Descendants of one of Miami’s Black pioneers and their partners can develop a half-dozen lots across from the home that Ebenezar Stirrup built in 1897 after Miami commissioners approved a zoning plan on Thursday that will allow a Bahamian-style inn on Coconut Grove’s historic Charles Avenue.
One of Miami’s oldest standing homes, the E.W.F. Stirrup House was carefully restored and opened as a bed and breakfast last year before the COVID-19 pandemic. Following Thursday’s vote, members of the Stirrup-Simpson family and Grove builders Peter Gardner and Gino Falsetto can now build a complex of three-story buildings with up to 66 rooms rooms on an acre behind the Coconut Grove Playhouse, with underground parking.
The project — which some neighbors worry will bring traffic and spur gentrification — is tentatively called Grove Inn. Before the vote, developers agreed to address some of the neighbors’ issues through a restrictive covenant. More specific design plans will require approval from the city’s historic preservation board.
The development team courted support from local community groups such as the Village West Homeowners and Tenants Association, along with the Grove Rights and Community Equity group (GRACE), who negotiated a community benefits package that included $150,000 for a nonprofit group called Rebuilding Together Miami-Dade that helps low-income families rehabilitate their homes. Former city commissioner and Grove elder Thelma Gibson supports the plan.
“Our support of the project is the result of extensive and tedious negotiations with the developer over the past two years,” said Carolyn Donaldson, vice chair of GRACE. “We gave consideration to the fact that the Stirrup family is one of the developers in the project and acknowledge their history of providing affordable housing contributions to the West Grove community over the past century.”
Commissioners gave unanimous initial approval to the upzoning in March, setting the stage for Thursday’s final vote on the developer’s zoning application.
At City Hall, a stream of Grove residents spoke in favor or against the rezoning during public comment.
“This project represents future growth,” said Linda Williams, a West Grove native who lives on Charles Avenue. “I’m in favor of it. The West Grove community is largely in favor of it.”
In recent weeks, a few dozen neighbors on Charles Avenue and other adjacent streets organized meetings to raise concerns about traffic, noise and what they considered weak promises of jobs for West Grove residents.
The disagreement drew awkward dividing lines through a community with common goals but different ideas about how to achieve them. The project will allow a family with roots in the community to profit off land passed down to descendants — generational wealth being built in a historically Black Miami neighborhood.

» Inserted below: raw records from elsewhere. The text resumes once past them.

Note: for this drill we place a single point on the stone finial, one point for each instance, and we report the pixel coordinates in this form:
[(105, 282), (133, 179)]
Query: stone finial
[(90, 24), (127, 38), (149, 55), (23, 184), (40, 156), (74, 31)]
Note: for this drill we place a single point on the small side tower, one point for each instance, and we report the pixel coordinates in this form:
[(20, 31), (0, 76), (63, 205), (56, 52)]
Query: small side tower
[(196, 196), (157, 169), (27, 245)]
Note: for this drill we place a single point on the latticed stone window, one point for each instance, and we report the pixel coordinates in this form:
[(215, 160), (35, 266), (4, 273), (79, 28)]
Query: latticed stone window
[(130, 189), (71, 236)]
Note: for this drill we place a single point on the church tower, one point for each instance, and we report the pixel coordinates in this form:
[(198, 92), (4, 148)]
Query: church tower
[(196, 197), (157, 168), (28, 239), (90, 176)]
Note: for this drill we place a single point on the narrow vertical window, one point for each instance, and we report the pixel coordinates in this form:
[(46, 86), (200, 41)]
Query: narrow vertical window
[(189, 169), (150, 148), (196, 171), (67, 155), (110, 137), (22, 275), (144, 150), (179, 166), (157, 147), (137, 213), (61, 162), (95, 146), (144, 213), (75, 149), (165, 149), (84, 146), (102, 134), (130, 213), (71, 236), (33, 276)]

“We have labored long,” said Dr. George Simpson, 96, whose grandfather built the Stirrup house. “He always wanted it to be left in a condition that would take care of his family if they needed help.”
Others worry that the Grove Inn would disturb the character of a slice of the West Grove that they say should be strictly residential. They outlined practical concerns over the construction and operation of the business, and the traffic that would come with it. Most agree that the West Grove needs investment and economic revitalization, but the Grove Inn proposal rankled property owners and neighbors in the immediate vicinity who were either not aware of the plan or didn’t realize the rezoning vote was impending.
“The people that say that we want this are the people who will not be impacted directly by this commercial development in a residential community,” said lifelong West Grove resident William Armbrister, adding that commercial investment belongs closer to existing businesses at Grand Avenue and Douglas Road. He was upset with the thought of delivery trucks and other traffic in front of his home on Thomas Avenue.
Much of the hearing focused on procedural disputes over whether activist and attorney David Winker, a frequent City Hall critic who has represented multiple people suing the city and commissioners, had properly registered to represent about a dozen residents who wanted greater rights to speak on the project. Eventually, commissioners recognized several of them as formal intervenors during the zoning debate.
That included Anthony Vinciguerra, a 15-year resident on Charles Avenue, who pushed for better terms in a covenant that would accompany the upzoning. He hoped the restrictions would minimize impact on residents and discourage others from seeking commercial rezonings in the area.
“Our concern is this will set a precedent for others in the area to say, ‘The Stirrups got commercial zoning. Why can’t we?’” he said.
All along, the votes appeared to be firmly in place for the rezoning to pass, with multiple commissioners signaling the residents’ objections were not shifting their votes. At the behest of Commissioner Ken Russell, whose district includes Coconut Grove, the developer agreed to design a driveway that pushed traffic to and from Main Highway, pay for multiple $30,000 speed tables on Charles Avenue, pay inn workers a $15 minimum wage and actively recruit Grove residents for construction and permanent jobs.
“I’ve done buildings that are 60, 70, 80 stories, and I’ve never seen a project that’s proffered more,” said Carlos Lago, the Greenberg Traurig lawyer for the developer.
The commitments, made verbally during the zoning hearing, are expected to be written into a covenant with the city.